Subsequent chapters describe a great many observations on animals, some of them anatomical and some physiological. This chapter explains some of the techniques used by zoologists to make these observations. It also explains how zoologists classify animals.
Many people seem still to think of a zoologist as someone with a microscope, a scalpel and a butterfly net. These are still important tools but a modern zoological laboratory requires a far more varied (and far more expensive) range of equipment. Some of the most important tools which will be mentioned repeatedly in later chapters are described in this one.
Microscopy
It is convenient to start with the conventional light microscope (Fig. 1.1a). Light from a lamp passes through a condenser lens which brings it to a focus on the specimen S which is to be examined.
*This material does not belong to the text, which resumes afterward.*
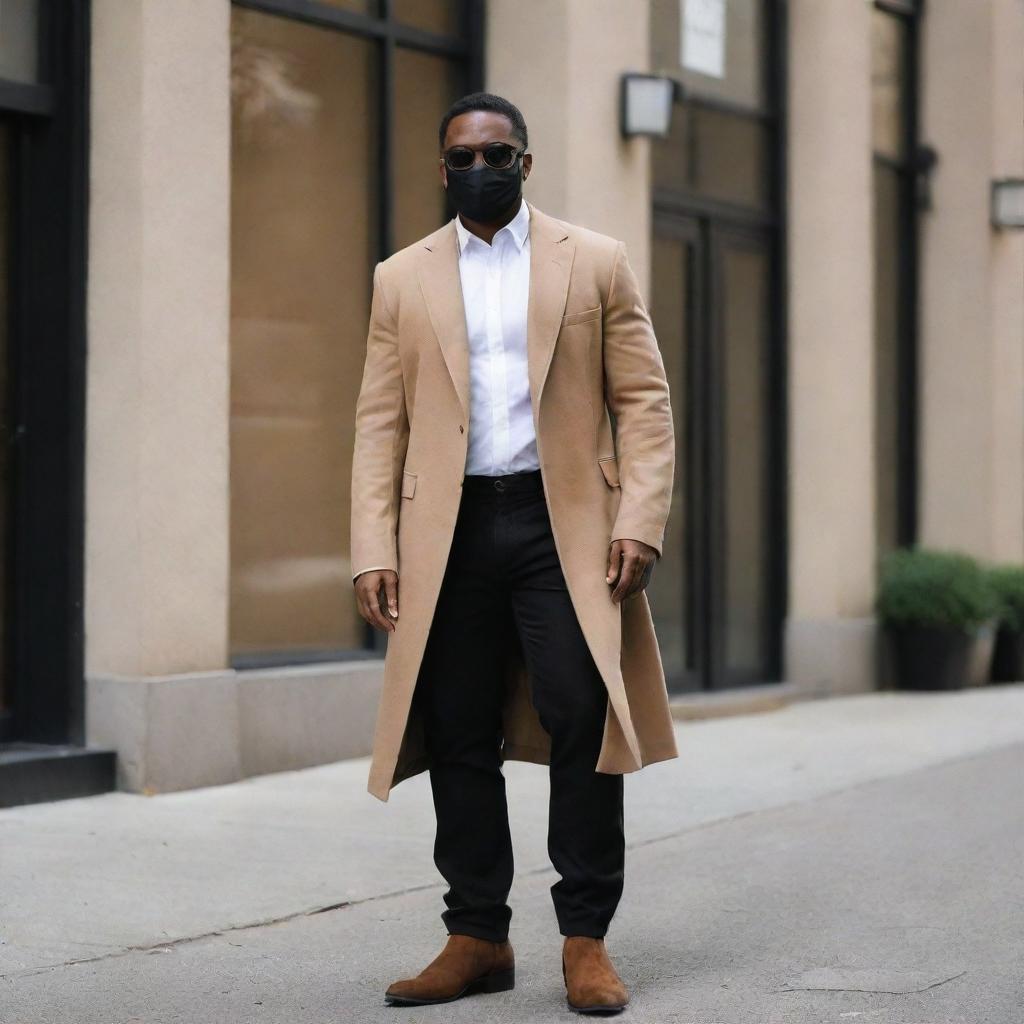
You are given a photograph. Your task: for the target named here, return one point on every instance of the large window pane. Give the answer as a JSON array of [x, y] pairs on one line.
[[424, 88], [742, 50], [5, 421], [18, 40], [888, 287], [303, 244]]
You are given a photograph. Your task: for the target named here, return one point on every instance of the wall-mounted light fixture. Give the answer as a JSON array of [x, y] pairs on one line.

The light travels on through the objective lens which forms an enlarged image of the specimen at I1. This is viewed through an eyepiece used as a magnifying glass so that a greatly enlarged virtual image is seen at I2. Each of the lenses shown in this simple diagram is multiple in real microscopes, especially the objective, which may consist of as many as 14 lenses. This complexity is necessary in good microscopes to reduce to an acceptable level the distortions and other image faults which are known as aberrations.
Microscrope technology has long been at the state at which the capacity of the best microscopes to reveal fine detail is limited by the properties of light rather than by any imperfections of design.